La sentenza della Corte di giustizia europea “è molto complessa e articolata” e “probabilmente non è stata ben compresa” dai giudici italiani, oltre “a essere arrivata in francese”. Così il ministro della Giustizia, Carlo Nordio, intervenendo in conferenza stampa a Palazzo Chigi, ha commentato la decisione dei giudici del competente Tribunale di Roma che hanno respinto le richieste di convalida dei trattenimenti dei 12 richiedenti nel centro di Gjader, in Albania, in applicazione “dei principi enunciati dalla recente pronuncia della CGUE del 4 ottobre 2024 a seguito del rinvio pregiudiziale proposto dal giudice della Repubblica ceca”.
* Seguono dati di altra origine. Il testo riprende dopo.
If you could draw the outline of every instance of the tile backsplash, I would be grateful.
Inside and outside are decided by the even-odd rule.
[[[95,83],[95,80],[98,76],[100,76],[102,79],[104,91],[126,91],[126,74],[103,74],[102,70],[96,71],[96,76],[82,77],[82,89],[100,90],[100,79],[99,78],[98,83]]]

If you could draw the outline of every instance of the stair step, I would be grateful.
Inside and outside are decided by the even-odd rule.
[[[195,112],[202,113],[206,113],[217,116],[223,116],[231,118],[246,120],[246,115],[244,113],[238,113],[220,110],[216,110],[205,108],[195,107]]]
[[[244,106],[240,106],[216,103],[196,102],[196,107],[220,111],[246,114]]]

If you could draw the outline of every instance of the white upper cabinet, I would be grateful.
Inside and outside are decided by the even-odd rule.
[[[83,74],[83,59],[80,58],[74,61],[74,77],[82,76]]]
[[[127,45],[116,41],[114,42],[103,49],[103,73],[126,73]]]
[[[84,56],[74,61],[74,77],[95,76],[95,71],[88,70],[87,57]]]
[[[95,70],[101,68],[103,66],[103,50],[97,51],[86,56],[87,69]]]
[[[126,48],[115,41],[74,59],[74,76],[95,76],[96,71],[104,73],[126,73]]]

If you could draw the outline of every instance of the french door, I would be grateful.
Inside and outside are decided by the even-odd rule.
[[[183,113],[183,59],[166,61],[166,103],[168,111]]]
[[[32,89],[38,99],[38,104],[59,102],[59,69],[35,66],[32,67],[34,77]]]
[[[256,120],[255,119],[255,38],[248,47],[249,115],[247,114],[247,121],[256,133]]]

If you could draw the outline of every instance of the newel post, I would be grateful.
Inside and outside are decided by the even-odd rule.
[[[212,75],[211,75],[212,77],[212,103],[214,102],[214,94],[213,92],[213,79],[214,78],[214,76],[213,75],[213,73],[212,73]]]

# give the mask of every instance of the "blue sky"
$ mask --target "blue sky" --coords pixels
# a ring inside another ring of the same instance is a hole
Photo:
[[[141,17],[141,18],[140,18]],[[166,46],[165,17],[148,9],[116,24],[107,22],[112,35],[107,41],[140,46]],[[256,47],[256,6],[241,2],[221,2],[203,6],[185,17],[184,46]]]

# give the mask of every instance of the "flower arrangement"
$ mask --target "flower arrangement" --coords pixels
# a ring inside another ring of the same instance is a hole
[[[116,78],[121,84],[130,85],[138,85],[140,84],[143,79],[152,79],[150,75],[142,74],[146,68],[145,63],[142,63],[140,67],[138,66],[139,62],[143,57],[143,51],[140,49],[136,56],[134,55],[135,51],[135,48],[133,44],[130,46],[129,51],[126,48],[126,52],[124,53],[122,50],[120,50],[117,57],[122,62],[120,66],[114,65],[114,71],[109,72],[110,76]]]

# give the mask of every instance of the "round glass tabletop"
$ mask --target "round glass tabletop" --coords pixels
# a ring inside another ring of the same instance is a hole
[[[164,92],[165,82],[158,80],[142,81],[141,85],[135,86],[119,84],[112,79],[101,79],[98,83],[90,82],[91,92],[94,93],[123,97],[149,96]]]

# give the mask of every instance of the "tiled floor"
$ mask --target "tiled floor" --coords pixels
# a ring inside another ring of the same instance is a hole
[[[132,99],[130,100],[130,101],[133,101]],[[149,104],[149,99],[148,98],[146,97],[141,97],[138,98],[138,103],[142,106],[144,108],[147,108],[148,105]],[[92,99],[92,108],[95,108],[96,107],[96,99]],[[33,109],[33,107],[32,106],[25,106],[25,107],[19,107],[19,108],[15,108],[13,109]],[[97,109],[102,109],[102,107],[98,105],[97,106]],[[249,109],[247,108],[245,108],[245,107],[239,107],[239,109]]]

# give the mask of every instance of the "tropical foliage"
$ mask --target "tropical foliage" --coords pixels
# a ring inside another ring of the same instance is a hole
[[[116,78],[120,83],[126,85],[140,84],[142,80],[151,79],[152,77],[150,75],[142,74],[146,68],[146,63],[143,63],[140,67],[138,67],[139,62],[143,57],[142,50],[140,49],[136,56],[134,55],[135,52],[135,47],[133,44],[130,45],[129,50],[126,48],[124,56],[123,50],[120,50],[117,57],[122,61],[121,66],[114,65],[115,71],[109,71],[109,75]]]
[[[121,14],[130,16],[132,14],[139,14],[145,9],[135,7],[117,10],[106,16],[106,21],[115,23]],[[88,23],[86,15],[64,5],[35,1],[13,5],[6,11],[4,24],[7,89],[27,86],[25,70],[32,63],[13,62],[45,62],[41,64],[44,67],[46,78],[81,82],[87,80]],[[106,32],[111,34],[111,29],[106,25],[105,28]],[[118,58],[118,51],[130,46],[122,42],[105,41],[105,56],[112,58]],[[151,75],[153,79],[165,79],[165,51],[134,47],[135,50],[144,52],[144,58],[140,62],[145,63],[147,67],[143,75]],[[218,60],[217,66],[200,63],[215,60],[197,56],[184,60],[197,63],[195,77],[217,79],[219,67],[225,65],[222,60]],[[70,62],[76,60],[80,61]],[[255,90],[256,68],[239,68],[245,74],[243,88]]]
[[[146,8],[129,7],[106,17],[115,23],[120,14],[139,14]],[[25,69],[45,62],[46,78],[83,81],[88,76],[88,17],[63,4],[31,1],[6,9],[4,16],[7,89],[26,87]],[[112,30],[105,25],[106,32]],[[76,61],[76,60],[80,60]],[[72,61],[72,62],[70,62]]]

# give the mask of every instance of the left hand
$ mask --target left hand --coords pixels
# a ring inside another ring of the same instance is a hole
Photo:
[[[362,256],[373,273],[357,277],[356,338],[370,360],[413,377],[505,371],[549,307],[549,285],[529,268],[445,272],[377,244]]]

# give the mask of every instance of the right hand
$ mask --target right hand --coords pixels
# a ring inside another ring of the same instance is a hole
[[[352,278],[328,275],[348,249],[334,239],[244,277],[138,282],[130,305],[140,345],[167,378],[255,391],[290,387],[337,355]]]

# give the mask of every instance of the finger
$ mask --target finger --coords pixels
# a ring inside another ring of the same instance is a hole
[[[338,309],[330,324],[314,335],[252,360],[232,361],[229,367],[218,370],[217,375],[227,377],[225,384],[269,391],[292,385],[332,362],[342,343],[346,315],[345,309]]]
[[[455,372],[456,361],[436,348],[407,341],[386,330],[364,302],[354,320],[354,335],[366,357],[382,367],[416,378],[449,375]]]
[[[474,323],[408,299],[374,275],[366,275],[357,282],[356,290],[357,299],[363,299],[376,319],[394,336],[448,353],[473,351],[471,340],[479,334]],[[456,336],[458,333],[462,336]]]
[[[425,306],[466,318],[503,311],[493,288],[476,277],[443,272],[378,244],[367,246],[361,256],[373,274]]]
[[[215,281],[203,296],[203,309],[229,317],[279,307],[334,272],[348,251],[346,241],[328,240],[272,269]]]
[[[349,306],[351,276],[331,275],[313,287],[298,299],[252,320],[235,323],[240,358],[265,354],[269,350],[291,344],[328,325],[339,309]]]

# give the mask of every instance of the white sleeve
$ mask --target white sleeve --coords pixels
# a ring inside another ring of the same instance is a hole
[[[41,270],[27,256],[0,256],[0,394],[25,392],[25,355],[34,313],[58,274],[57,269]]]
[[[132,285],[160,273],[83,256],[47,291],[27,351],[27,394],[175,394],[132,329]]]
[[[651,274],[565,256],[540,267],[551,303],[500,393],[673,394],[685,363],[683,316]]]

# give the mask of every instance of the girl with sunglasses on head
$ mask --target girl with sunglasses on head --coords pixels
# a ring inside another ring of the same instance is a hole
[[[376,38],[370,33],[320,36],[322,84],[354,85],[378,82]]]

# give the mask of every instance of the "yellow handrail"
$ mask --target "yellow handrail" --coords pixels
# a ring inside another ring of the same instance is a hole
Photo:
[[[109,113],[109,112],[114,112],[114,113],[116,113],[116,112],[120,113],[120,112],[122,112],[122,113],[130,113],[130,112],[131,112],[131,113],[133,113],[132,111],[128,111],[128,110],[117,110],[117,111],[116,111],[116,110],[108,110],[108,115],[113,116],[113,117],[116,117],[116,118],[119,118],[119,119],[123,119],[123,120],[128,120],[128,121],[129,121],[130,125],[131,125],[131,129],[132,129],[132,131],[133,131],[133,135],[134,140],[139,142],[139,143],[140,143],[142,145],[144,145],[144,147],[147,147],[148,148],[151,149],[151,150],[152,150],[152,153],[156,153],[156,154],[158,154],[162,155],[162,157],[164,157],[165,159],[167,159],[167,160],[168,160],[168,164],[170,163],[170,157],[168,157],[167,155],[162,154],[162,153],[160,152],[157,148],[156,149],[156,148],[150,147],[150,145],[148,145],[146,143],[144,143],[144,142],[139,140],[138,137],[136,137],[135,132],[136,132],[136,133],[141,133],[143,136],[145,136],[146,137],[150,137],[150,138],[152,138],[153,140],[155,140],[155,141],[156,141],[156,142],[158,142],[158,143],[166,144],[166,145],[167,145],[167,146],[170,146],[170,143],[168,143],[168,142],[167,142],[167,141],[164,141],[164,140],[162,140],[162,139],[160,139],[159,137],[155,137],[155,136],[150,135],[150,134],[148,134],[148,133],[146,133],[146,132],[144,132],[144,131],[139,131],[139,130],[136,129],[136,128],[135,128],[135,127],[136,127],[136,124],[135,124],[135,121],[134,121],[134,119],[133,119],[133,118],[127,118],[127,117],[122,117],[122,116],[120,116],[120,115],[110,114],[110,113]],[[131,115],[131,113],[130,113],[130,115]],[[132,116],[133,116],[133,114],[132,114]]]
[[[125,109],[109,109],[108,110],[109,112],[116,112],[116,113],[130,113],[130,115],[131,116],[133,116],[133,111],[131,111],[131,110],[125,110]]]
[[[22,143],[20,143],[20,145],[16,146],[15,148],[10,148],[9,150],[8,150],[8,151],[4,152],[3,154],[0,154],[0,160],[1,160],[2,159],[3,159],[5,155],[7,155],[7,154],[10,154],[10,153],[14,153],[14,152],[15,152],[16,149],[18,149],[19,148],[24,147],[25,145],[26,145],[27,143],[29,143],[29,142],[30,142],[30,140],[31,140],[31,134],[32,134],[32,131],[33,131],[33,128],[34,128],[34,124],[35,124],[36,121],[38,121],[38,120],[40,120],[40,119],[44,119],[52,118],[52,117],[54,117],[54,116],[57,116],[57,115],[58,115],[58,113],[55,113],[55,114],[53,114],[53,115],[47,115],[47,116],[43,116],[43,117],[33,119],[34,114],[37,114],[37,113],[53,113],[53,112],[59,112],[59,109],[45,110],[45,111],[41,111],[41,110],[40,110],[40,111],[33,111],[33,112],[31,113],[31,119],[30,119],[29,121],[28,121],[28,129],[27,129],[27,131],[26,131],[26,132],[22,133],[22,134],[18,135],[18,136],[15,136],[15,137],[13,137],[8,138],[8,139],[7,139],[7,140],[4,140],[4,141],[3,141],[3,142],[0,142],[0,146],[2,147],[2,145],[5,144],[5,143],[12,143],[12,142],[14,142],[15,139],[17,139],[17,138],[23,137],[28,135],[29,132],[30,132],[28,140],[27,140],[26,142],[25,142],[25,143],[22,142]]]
Come spiegato nel dettaglio dal Fatto, la Corte di giustizia dell’Unione europea, tenuta all’interpretazione del diritto Ue stavolta su richiesta del giudice ceco, aveva già fatto saltare il presupposto per le procedure da avviare in Albania, cioè la provenienza del migrante da uno dei Paesi di origine considerati sicuri dall’Italia. Per la Corte di Giustizia Ue, infatti, un Paese è sicuro per tutti o non lo è per nessuno. E siccome 15 dei 22 Paesi designati sicuri dal governo Meloni presentavano eccezioni con le quali il ministero degli Esteri escludeva le persone che tanto sicure non sono, gli stessi non potevano essere considerati sicuri ai fini delle procedure da applicare all’esame delle domande d’asilo.
Oggi con il nuovo decreto, la lista dei paesi sicuri, diventati 19 dagli originali 22 con l’esclusione di Camerun, Colombia e Nigeria, viene stabilita tramite una norma primaria: ovvero una regola che il giudice deve prendere in considerazione, senza far valere prima il diritto comunitario.